As far as i’m aware, there is no API to directly query custom attributes like you are asking. You’d have to query each account and then request the custom attributes as a second query. The problem with an approach like this is that it’s got an expensive run time and i’m concerned you’d run into performance issues.

Can you store this information in a different place for querying? Or maybe do all this querying but save the results so you that you don’t have to do it all the time? We could also enter a feature request for an API to help you but i fear you’d be one of the few people asking for such a thing.

The issue I’m trying to solve is an auto-login feature from my existing CRM system. When they login to my current CRM, I want to query Dundas to see if the account exists there and if not, to create it on the fly. The only way I can know if it exists is by using an authoritative source ID from our system that is stored in Dundas and so far, the Custom Attributes fields are all I have found that let me do that. Since the users can change their usernames as will on our existing CRM, we cannot consistently use the username field as the key. How would you do it if you were in my shoes? I have an ID that never changes…no matter what they call their selves…so I’d love to save that ID in Dundas and then search for it to see if the user exists. Any thoughts are welcomed.

Buck

Hi Buck,

Since you’re logging users into Dundas BI, i assume they are never going to need a login screen. Why not set their user ID as a unique identifier (GUID?) as you must have something in your system to differentiate users. You can always set the ‘friendly display name’ which is the name that users would see in Dundas BI. This way, you don’t have to worry about custom attributes and querying a user list would be easier.
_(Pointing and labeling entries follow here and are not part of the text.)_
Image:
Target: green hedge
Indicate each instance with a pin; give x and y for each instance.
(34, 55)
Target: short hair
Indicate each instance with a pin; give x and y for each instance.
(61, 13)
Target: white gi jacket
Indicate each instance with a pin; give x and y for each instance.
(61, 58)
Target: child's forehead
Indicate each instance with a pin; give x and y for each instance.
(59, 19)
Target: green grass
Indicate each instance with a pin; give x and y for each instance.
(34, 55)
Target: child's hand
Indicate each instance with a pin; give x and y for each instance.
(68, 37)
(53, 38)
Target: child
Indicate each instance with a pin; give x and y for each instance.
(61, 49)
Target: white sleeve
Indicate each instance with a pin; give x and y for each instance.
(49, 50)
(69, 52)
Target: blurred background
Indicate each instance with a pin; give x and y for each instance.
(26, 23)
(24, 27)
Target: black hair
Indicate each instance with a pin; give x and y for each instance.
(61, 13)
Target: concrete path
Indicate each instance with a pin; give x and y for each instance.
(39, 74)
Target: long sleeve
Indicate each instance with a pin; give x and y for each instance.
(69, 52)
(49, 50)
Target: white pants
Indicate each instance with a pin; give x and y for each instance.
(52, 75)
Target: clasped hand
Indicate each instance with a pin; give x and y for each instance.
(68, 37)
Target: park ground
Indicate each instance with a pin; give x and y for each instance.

Yes. I thought about that…and that process would take care of the CRM-Only population for sure. The downside is that I will have two accounts for my named users: one named user login for native Dundas UI and one ID’d login for the same user when they are interacting through the CRM. I have about 120 named users who may or may not be logged in to Dundas before they hit the CRM. If they login to Dundas natively before using the CRM, I don’t want them re-authenticating with Dundas and if they login to the CRM first and then go native, I don’t want them logging in again natively. I’m also hoping not to have two logins for the same individual. For the non-native Dundas users, that would work fine…but not for the native + CRM users.

I have the following login scenarios: native Dundas, CRM, anonymous. Native Dundas must have access to the Dundas UI + the CRM; CRM only needs CRM; anonymous will only see public views made available to everyone. Further, we have windows, mac and mobile users of different devices, making single-sign on a challenge. Finally, I have to have row-level security for all users.

I’m glad I’m on the right track so far. Any further thoughts?

Buck

Hi Buck,

I’m not sure there is an easy solution as you simply have a lot of things going on. I think for your CRM users, you 100% need to manage using a user name that is a unique ID as i suggested. The problem is these local users who also use the CRM. With these people you certainly don’t want to confuse them with two accounts. Since the number of these named users is only 120, could you keep a record of them somewhere in the CRM? Maybe an accounts table? This way you can look them up programatically before auto-generating them an account?

You’ve been a great source for brain-storming. I’ll think out of the box and figure it out…thank you for your ideas…I appreciate your time.